The day ends, unsurprisingly, without a Prime Minister, though Irina Eduardovna Nalobina, the leader of the New Socialist Party, nominated me, which bodes well for coalition-forming. Lyudmila Semyonovna invites me to drinks to discuss coalition-forming at her apartment in Solntsevo. Zinaida drops me off. Lyudmila Semyonovna has a very… modernist apartment. White carpet, angular furniture, abstract art. It’s nice, but it all feels sort of sterile. The coffee table has an array of wines laid out. A loaf of French bread and some cheeses, too. A terrine of something covered in cheese sits in the middle of the table. 

“What is that?” 

“Armoured turnips. It’s a Renaissance-era Italian dish.” 

“I’ll try it.” It tastes like cheese and turnips. 

“How is it?” Lyudmila Semyonovna asks. 

“Eh. It’s cheese and turnips. Not my favorite.” 

“Anyway, what would your conditions of coalition-forming be?” 

“Not much. You give us employee funds, and we’re good.” 

“Deal.” 

I call Zinaida. “Done.” 

“That was fast,” she comments. 

“Yes.” I turn to Lyudmila Semyonovna. “Would you see, ever, a merger of our parties?” She nods. 

“Possibly.”

Zinaida drives me home. “Easy to form coalition when your parties are basically the same ideologically,” I remark. She nods. 

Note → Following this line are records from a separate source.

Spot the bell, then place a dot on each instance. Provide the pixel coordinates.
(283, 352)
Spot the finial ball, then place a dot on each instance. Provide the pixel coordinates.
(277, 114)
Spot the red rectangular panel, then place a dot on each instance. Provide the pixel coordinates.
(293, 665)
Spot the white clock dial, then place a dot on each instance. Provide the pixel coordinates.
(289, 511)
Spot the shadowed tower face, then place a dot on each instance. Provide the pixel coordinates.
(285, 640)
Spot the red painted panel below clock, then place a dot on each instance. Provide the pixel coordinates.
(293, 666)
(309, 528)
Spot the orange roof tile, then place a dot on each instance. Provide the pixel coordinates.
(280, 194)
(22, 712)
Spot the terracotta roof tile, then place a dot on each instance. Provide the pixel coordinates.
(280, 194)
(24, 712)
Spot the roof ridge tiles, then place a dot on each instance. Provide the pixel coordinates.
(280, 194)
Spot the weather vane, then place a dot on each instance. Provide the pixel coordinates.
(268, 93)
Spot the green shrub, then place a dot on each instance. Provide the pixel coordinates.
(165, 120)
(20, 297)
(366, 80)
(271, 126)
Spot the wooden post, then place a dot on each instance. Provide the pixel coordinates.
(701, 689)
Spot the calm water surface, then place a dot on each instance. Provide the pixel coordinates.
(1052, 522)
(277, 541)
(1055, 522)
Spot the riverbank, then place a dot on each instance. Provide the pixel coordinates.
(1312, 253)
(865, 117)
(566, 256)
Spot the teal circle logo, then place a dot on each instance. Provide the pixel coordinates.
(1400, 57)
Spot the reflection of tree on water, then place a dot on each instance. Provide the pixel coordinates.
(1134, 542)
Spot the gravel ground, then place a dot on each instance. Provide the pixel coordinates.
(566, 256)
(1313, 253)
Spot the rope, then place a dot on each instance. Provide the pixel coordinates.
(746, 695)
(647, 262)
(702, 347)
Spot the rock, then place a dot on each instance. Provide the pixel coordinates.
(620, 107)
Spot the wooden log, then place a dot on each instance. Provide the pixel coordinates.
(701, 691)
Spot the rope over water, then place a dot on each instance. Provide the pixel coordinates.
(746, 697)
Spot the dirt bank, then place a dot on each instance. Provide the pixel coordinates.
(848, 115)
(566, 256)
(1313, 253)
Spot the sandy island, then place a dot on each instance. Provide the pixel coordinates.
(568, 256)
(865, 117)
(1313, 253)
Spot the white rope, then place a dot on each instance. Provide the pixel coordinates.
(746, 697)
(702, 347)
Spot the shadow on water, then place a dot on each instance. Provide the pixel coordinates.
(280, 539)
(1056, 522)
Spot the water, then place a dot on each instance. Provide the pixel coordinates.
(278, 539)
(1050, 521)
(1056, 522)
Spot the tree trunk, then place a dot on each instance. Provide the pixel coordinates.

“She didn’t want anything from you?” 

“We already ran on a unified environmental message, and she agreed to employee funds. She even said we could merge in the future,” I reply. 

“Cool.” 

“I’ll make borscht for dinner; there are supplies in the kitchenette.” 

CHAPTER 4

The kitchenette in the hotel room is about the same size as the kitchen in our apartment. Making borscht isn’t too hard: boil beets, marinated kelp, chunks of beef, and some other stuff until it’s borscht. Serve it cold with cream to make it svekolnik. Serve that with hard-boiled eggs if you like them (I don’t). I serve out the borscht with chunks of baguette. Zinaida sits across from me. “I was just thinking,” she says. 

“What?” 

“It’s just, you’ve come so far. When I met you, you were a paleoanthropology field researcher. Then you hosted a local news program, then Vremya. That’s when we got married. Now, God, you’re almost Prime Minister.”

“You’ve come far, too. When I met you, you were the brilliant revolutionary from within the history department, the genius artist. Now you’re writing the true history of the past of Russia as a historian, and you’re writing its future as a deputy.” 

“Here’s to us,” she says. 

“Here’s to us.”

The borscht is good. I should think so; I made it. We don’t talk much over dinner; we just hold hands and make eye contact and chatter about random annoyances. We’re just enjoying each other’s presence. When we finish dinner, we lie down and watch the news, my head on her shoulder. When Vremya (no longer hosted by me, obviously) wraps up, I sit down and start writing. I predict the minds of my potential partners. And the coalition agreement is created.